François-Joseph Gossec et Marie-Alexandre Guénin ne possédaient pas seulement le talent de composer de la musique: ils savaient- pratique impensable aujourd'hui...- traverser sans encombres les alternances politiques.
Musicien renommé, disposant d’une autorité véritable au sein des institutions royales, grand manitou des concerts maçonniques- une particularité qui le classait parmi les piliers de l’Ancien Régime, tant il est vrai qu’en ce temps-là le Grand Orient de France était un repère d’aristocrates de très haut rang- Gossec a su devenir l’emblème de la Révolution, l’ami de l’Empire, enfin le serviteur des deux frères de Louis XVI. Une belle carrière. Guénin, plus jeune et plus prudent, suivit les méandres de la vie publique avec souplesse : il franchissait les Pyrénées quand le gros temps menaçait. Bah…Le bonhomme eut la chance de mourir dans son lit sous le règne de Louis-Philippe.
Evidemment, rançon de leur gloire immédiate, la postérité n’a pas toujours rendu justice à ces drôles de zigs. "Après tout, pensez-vous peut-être, n'ont-ils pas mérité qu'on les oublie?" Cela reviendrait à confondre les inventions du créateur et les sinuosités de l'individu, faire primer la vie sur l'oeuvre, choisir Sainte Beuve au détriment de Marcel.

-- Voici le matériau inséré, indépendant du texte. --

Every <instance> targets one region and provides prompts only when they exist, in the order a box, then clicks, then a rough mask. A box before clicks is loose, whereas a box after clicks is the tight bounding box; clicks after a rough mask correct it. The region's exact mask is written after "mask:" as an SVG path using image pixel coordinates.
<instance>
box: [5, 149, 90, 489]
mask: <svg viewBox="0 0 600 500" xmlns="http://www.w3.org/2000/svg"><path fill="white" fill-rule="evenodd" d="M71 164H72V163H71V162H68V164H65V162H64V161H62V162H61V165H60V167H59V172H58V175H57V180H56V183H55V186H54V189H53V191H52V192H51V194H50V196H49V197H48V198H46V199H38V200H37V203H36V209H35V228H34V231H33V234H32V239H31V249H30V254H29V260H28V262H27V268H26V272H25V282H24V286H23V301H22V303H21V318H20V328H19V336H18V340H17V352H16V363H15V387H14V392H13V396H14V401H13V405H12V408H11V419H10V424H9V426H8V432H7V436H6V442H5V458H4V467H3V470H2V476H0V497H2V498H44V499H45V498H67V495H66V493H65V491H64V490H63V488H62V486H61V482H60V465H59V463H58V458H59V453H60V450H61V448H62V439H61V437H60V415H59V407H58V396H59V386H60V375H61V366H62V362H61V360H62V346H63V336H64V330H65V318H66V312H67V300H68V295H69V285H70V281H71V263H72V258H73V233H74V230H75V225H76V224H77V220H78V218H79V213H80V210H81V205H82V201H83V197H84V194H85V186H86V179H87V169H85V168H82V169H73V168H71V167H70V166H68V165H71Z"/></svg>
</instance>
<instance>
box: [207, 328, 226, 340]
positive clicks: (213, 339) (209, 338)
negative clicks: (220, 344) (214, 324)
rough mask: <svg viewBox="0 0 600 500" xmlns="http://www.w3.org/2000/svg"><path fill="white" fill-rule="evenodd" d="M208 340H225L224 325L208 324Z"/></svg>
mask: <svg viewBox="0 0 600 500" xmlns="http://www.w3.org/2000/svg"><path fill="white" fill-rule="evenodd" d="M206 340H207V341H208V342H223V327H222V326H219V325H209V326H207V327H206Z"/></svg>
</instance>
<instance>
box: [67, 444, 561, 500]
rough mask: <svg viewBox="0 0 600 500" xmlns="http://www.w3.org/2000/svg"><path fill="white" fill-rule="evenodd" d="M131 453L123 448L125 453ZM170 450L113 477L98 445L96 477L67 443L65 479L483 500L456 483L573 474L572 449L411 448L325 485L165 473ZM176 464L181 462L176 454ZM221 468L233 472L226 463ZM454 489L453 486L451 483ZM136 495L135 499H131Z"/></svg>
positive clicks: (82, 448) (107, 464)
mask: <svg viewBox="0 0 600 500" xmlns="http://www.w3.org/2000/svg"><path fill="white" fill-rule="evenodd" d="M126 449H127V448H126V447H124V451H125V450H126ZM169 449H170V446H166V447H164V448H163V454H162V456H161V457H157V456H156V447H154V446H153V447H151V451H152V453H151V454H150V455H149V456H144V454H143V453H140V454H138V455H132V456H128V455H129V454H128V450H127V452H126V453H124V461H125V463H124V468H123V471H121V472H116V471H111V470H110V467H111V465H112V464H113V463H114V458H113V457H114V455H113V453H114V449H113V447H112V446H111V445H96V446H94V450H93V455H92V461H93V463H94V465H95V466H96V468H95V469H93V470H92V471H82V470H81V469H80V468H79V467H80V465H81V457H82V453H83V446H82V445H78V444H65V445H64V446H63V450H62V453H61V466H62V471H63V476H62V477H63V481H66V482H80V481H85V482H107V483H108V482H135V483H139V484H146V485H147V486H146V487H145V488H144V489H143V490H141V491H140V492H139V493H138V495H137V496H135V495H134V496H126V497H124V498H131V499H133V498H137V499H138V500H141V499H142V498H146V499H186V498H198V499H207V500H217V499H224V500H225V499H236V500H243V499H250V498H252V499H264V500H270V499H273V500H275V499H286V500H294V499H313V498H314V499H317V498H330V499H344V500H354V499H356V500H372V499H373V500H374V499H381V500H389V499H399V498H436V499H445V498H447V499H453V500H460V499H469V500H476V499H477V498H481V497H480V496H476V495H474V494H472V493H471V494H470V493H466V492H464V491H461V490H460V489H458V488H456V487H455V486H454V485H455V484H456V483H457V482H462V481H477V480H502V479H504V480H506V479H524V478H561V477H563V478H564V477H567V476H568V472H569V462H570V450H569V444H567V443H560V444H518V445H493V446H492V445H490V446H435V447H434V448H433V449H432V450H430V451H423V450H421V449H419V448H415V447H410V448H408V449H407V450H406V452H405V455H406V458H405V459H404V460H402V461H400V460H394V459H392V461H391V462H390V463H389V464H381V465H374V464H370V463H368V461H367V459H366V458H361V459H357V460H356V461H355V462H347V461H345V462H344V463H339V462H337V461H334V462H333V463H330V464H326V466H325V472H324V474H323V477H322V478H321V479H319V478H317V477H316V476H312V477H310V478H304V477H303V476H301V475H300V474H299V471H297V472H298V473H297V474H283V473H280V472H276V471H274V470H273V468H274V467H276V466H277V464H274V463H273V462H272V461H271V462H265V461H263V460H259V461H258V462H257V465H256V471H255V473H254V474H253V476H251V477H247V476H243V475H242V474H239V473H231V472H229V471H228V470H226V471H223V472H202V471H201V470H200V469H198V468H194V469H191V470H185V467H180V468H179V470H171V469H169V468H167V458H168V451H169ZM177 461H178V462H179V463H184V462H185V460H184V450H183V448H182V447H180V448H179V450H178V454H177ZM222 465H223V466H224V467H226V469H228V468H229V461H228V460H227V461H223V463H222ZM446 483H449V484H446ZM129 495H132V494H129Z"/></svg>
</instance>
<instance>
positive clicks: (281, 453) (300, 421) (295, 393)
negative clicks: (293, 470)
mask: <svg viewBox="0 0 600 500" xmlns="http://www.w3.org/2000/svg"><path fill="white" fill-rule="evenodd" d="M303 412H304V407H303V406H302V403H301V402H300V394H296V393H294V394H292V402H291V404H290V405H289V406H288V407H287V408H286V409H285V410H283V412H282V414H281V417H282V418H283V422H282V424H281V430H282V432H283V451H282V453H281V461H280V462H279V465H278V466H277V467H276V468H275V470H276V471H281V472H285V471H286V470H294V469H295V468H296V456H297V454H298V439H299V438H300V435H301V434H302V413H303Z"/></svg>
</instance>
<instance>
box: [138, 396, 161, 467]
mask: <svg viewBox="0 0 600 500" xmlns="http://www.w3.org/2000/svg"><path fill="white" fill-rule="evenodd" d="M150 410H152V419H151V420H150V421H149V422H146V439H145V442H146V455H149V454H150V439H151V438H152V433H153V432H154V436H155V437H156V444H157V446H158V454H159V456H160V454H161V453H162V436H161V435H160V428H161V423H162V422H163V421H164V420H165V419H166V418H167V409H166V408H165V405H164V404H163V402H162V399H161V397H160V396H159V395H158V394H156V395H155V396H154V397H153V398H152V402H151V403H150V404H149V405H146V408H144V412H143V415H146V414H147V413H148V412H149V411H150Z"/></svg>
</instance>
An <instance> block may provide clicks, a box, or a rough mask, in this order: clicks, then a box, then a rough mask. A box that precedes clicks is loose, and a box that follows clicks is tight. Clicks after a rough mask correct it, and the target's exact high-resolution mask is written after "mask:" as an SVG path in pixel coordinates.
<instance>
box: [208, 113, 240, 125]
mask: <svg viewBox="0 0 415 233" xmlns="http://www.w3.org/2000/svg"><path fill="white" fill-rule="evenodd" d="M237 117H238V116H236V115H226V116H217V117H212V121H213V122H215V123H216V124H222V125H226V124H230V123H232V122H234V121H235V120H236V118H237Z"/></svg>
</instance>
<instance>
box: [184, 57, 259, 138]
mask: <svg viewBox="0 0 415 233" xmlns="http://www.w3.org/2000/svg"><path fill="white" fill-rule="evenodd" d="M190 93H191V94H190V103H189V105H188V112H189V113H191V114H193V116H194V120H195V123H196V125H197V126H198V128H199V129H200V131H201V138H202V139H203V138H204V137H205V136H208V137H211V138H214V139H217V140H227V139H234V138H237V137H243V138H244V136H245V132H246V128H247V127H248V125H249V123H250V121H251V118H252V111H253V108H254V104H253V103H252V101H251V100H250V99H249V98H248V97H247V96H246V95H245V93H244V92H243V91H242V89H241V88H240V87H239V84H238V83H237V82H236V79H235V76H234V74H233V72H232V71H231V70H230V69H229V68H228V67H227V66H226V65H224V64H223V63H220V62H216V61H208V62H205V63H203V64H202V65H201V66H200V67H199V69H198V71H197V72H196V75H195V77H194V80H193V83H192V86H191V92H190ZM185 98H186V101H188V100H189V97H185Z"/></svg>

L’ensemble Hemiolia nous propose quatre sonates en trio «et avec tout l’orchestre», comme le précisent les partitions. Autant le dire, cette formation, créée en 2008 par la violoncelliste Claire Lamquet, mérite les éloges. Installé dans le Nord- Gossec et Guénin venaient tous les deux du Hainaut, voilà qui tisse des liens- ce groupe de jeunes associe le respect des convenances au désir de bousculer nos conformismes. A déguster sans retenue.
F.-J. Gossec et M.-A. Guénin : « Deux violonistes dans la tourmente révolutionnaire ». Ensemble Hemiolia. Label Eurydice.